The Tribunal examined the evidence presented and submissions made. The submissions of the assessed owners who did not appeal to the Tribunal were heard. The Tribunal notes that the engineer established the watershed boundary. The owners who spoke to the Tribunal agreed there was a height of land on Richardson Drive and some of the land would drain to the Ipperwash Drain and some to the Lake. The precise amount of land draining toward the Ipperwash Drain was not established other than by the engineer. The Tribunal accepts the engineer’s evidence on these issues. The Tribunal also notes that none of these other owners had appealed to the Tribunal, although advised of their opportunity to do so by the Clerk of the Town when the decision of the Court of Revision was mailed. Therefore, the Tribunal did not decide these issues.
Since the Tribunal has no authority to deal with consequent damages, it was unable to consider the appellants’ concern about damage to one of their buildings, as a result of the work being carried out. However, there are other avenues available to the appellants if this matter cannot be resolved directly between them and the Town.
The Tribunal commends the engineer for the detailed explanation of the method of assessment of this unique project. The Tribunal finds no fault in the assessment approach used by the engineer, However, when the Tribunal applied a “fairness test” it came to the conclusion that the proposed assessments against the appellant impose a substantially disproportionate burden in the form of a benefit assessment. The fact that this land borders on the altered drain did not bring additional new benefits over what the old drain provided commensurate with the amount of the benefit assessment levied against this property, although it will, in fact, lower the watertable on the property. In the opinion of the Tribunal, a share of the benefit charged on this lot should be charged as outlet to the watershed. The Tribunal directs that the benefit assessment against parcel 40-217-01, Fred and Sandra Funk, should be reduced by $3,000 and this sum added to the outlet assessment of all the land in the watershed including the land of the appellant on a pro rated basis.

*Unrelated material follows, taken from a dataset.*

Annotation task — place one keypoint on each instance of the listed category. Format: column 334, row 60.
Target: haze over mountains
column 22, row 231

Although the appellants gave evidence that they have no actual drains emptying into the Ipperwash Drain, the Tribunal is of the opinion that the work will provide a much improved outlet, should the appellants decide to improve the drainage of their property, and as a result, an outlet assessment on the property is entirely appropriate.
ORDER OF THE TRIBUNAL
After careful consideration of the evidence filed and the submissions made the Tribunal orders:
The appeal of Fred and Sandra Funk is granted as hereinafter set out.

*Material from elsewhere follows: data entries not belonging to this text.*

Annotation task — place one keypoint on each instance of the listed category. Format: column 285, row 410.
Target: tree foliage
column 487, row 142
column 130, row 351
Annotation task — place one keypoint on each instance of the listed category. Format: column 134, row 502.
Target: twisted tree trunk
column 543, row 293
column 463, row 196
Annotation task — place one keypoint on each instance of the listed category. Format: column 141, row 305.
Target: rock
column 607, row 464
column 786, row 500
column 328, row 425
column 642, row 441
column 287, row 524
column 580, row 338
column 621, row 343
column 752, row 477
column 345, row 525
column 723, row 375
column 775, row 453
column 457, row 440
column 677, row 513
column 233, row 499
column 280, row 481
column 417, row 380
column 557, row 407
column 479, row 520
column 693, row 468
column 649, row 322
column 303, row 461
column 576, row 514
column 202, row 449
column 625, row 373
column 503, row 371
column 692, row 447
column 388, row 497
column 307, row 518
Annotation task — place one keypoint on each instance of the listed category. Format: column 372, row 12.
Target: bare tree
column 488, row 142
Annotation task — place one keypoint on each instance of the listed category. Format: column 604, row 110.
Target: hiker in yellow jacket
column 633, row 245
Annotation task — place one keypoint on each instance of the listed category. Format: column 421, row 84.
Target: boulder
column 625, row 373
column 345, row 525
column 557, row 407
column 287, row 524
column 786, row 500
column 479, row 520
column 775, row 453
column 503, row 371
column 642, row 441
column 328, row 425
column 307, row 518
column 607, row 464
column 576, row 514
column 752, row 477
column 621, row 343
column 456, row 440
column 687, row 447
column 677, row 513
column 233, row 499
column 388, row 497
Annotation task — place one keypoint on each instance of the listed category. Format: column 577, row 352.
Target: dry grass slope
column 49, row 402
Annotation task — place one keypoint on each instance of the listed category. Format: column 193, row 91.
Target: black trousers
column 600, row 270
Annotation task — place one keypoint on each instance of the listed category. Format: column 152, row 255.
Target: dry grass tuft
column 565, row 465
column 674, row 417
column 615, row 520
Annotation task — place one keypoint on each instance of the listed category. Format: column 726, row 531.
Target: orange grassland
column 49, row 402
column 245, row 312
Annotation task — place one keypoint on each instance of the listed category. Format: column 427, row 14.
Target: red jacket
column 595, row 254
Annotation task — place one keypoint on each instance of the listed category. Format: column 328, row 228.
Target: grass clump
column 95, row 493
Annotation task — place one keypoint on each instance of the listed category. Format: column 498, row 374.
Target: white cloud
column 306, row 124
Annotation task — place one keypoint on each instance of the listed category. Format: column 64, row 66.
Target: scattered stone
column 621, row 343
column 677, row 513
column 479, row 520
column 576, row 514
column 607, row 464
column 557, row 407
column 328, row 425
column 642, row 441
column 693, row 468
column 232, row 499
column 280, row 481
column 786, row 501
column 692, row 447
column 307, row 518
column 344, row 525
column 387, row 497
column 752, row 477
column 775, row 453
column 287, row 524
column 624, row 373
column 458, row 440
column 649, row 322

Before passing By-law 65 of 1998 the Clerk of the Town of Bosanquet is directed to reduce the benefit assessment against parcel 40-217-01, Fred and Sandra Funk, by the sum of $3,000.00. The sum of $3000.00 is to be added to the outlet assessment of all the land and roads assessed for the Improvements to the Ipperwash Drain, including the land of the appellant, on a pro rated basis.
The non-administrative costs of the Township in respect to this appeal shall form part of the cost of the drainage works and it is ordered that there be no other order as to costs and all parties are responsible for their own costs. Attention is drawn to Section 73 of the Act.
The reason for this decision is that, while the method used by the engineer in developing the schedule of assessment is appropriate in the circumstances, in the opinion of the Tribunal, the actual benefit assessment proposed to be levied against parcel 40-217-01, Fred and Sandra Funk, was too high and the proportion of the cost of the project charged to outlet over the watershed was somewhat too low.
Dated at Tilbury, Ontario this 7th day of July, 1999.